Das alles sind Fakten, die zeigen, wie der Klub, der damals als erster deutscher Verein die Königsklasse gewinnen konnte, in den vergangenen Jahren wieder zurück zu alter Stärke gefunden hat. Denn als Bennet Wiegert 2015 Trainer wurde, sah das alles noch ganz anders aus. Da hatte sich der Verein gerade aus einer ausgewachsenen finanziellen Krise herausgearbeitet und bewegte sich im sportlichen Mittelmaß.
Vom Mittelmaß zur Weltklasse
Der gebürtige Magdeburger schaffte es allerdings, mit den wenigen Mitteln, die er zur Verfügung hatte, vielversprechende Spieler an die Elbe zu holen. Dabei setzte er nicht mehr auf den traditionellen Ansatz, dass Handballer groß und gewichtig sein müssen, sondern baute eine Spielphilosophie um kleine, wendige Spieler mit hoher Zweikampfstärke auf. Mit Durchbrüchen statt blinder Wurfgewalt, mit Beweglichkeit statt blockhafter Gegenwehr.
Nach einem schnellen Erfolg im DHB-Pokal dauerte es allerdings, bis sich der große Wurf abzeichnete. Wiegerts Idee wurde als „Zwergenhandball“ verrufen und seine Person in Frage gestellt. Mittlerweile ist aber klar: Der Plan ging auf. Mit dem Europapokal, dem zweifachen Titel im IHF Super Globe 2021 und der Deutsche Meisterschaft in der vergangenen Saison, hat der 41-Jährige seine Kritiker widerlegt und mit der Champions League dem Ganzen noch die sprichwörtlich Kirsche auf das Sahnehäubchen aufgesetzt.

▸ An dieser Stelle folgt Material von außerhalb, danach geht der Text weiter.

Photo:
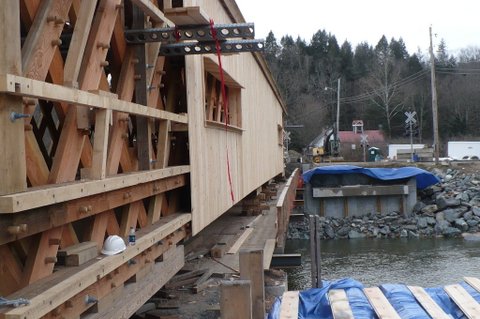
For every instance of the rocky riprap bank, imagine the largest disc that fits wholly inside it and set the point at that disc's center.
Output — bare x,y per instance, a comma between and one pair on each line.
447,209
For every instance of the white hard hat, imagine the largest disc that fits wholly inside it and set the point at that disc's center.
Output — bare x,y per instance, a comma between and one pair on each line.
113,245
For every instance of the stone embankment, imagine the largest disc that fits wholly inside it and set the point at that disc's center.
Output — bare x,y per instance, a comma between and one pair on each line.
447,209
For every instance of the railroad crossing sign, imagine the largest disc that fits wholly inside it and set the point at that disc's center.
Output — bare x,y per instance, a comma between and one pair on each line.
363,139
410,117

Als Klub mit dem kleinsten Etat unter den vier am Finalwochenende angetretenen Mannschaften, der in dieser Saison zahlreiche Ausfälle von Leistungsträgern hinnehmen musste, gelang der Weg bis ganz oben – weil die taktische Einstellung stimmte, die Wiegert seinen Spielern mitgab, aber auch, weil das Team im Kollektiv funktionierte und jegliche Rückschläge wegsteckte.
„Die Seele des SCM“
„Das ist die Seele des SCM“, sagte Rückraumspieler Michael Damgaard bereits nach dem 40:39-Erfolg nach Siebennmeterwerfen gegen den FC Barcelona im Halbfinale zu Tränen gerührt. Der Däne war es, der da war, als andere im Rückraum ausfielen. Der Verantwortung übernahm. So wie neben ihm Kay Smits, Marko Bezjak und so viele andere, die an dieser Stelle aufgezählt werden könnten. Und sie alle belohnten sich an diesem Wochenende für ihr ungebändigtes Engagement.
Dabei stand das Spiel kurz vor einem Abbruch, hatte Coach Wiegert nach dem Zusammenbruch eines polnischen Pressevertreters, der letztlich im Krankenhaus verstarb, angeboten, die Begegnung zu beenden und den derzeitigen Rückstand hinzunehmen. Kielce lehnte allerdings ab, nach einer dreizehn-minütige Unterbrechung wurde das Spiel fortgestzt, Magdeburg gewann. „Es war richtig, das Spiel zu unterbrechen. Unser Kapitän Christian O’Sullivan hat zu uns gesagt, dass jetzt sportlich die besten zwölf Minuten unseres Lebens kommen. Und daran haben wir uns festgehalten“, erklärte Kristjannson im Anschluss.
Dass der tragische Vorfall die Feierstimmung schmälerte, war in den Gesprächen nach dem Spiel in der Kölner Arena durchaus zu spüren. Und trotzdem: Der SCM hat am Sonntagabend etwas Großes geleistet. Und das werden Kristjansson, Wiegert und Co. entgegen all der Umstände zu feiern wissen.